Many of those cases are mild West Nile fever, for which testing and reporting can vary greatly by state and year.

The CDC pays more attention to serious West Nile cases involving "neuroinvasive" disease, including brain swelling. In that category, 559 cases have been reported this year, compared to 1,338 cases at the same time last year.

Seven of Georgia's 14 cases this year are considered serious.

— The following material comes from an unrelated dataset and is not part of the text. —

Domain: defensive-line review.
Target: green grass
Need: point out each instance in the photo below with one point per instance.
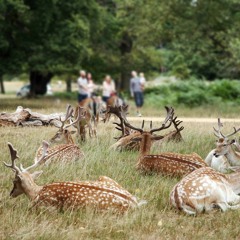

Half of the serious cases nationally this year have been in Arizona, California, Nevada and New Mexico --- a region that had little West Nile activity until this summer.

Last year's hot spot, Colorado, has been relatively quiet, with 32 serious cases and two deaths. Nebraska, also heavy last year, has had no serious cases. Several states in the Northeast --- West Nile was first recognized in this country in New York City five years ago --- have had no reports this year, even mild cases.

Health officials attribute the relative dormancy to a few factors: weather, education, immunity and the vagaries of nature.

It has been cool and wet this year in such places as Colorado, and West Nile generally thrives when it is hot and dry, Petersen said. People may be paying more attention to advice to clear standing water, wear protective clothing and apply mosquito repellent containing DEET.

Humans infected with West Nile become immune, and nearly half a million people are thought to get the virus each year without knowing it. More important, birds --- which carry the virus and which mosquitos feed on --- also develop immunity. So birds in much of the country may be less apt to harbor the virus now, Petersen said.

But scientists have been studying a cousin of West Nile, called St. Louis encephalitis, for decades, and they still can't predict or explain where, when and how strong it strikes.

Petersen expects West Nile to remain equally mysterious.

"A low year this year doesn't say anything about what's going to happen next year," he said. "I suspect we'll see big fluctuations every year."